子供が地震でパニックになるのは、主に次の2つの感情が重なるからです。
子供が地震でパニックになる2大要因
- 未知への恐怖:何が起きているのか、これからどうなるのかが全く分からない
- 無力感:自分ではどうにもできないという絶対的な無力感
大人であれば過去の経験や知識で状況をある程度理解できますが、子供にはその判断材料がありません。だからこそ、揺れを感じた瞬間に思考が停止してパニックになってしまうわけです。特に初めて大きな地震を経験した子供は、「地面が動く」という事実そのものが既存の世界観を根底から覆す体験になります。「地面は動かないもの」という前提が崩れるわけですから、大人が想像する以上のショックを受けていると思ってください。
また、子供は大人よりも感覚的に世界を捉えているため、揺れの「感触」そのものが強烈な恐怖体験として身体の記憶に刻まれやすい傾向があります。一度大きな地震を経験した子供が、その後の小さな揺れにも過剰に反応してしまうのは、こうした記憶のメカニズムが働いているからです。これはトラウマの初期段階でよく見られる「過覚醒」と呼ばれる状態に近く、感覚が鋭敏になりすぎているとも言えます。
【保護者の方へ】子供がパニックになった際、親が一緒に慌ててしまうとさらに恐怖が増幅されます。子供は親の表情や声のトーンから安全かどうかを判断しています。まず大人自身が深呼吸して、落ち着いた声と穏やかな表情で「大丈夫だよ」と伝えることが、最初にして最も重要な一歩です。

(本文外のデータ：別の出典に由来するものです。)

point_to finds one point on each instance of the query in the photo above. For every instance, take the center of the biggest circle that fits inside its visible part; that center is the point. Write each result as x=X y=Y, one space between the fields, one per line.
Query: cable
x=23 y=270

さらに、テレビやスマートフォンから流れてくる地震・津波の映像も、子供のパニックを悪化させる大きな要因になります。被災後の報道映像は非常に衝撃的なものが多く、大人でも精神的に消耗するものです。子供がその場で同じ映像を繰り返し目にすることがないよう、情報収集と子供の保護を両立させることも、保護者に求められる重要な役割かなと思います。
子供のトラウマとPTSDのサイン

地震を経験した後、子供に見られる反応の中には、一時的なものと、長引くと注意が必要なものがあります。地震直後から数週間は、多くの子供に何らかの心理的反応が出ることは珍しくありません。問題は、それが長期化した場合です。「時間が経てば自然に治るだろう」と様子を見ているうちに、気がつけばトラウマやPTSD(心的外傷後ストレス障害)へと移行しているケースも実際にあります。
トラウマやPTSDに移行しているかどうかを見極めるサインとして、以下のような行動・症状が1ヶ月以上にわたって続いていないか確認してみてください。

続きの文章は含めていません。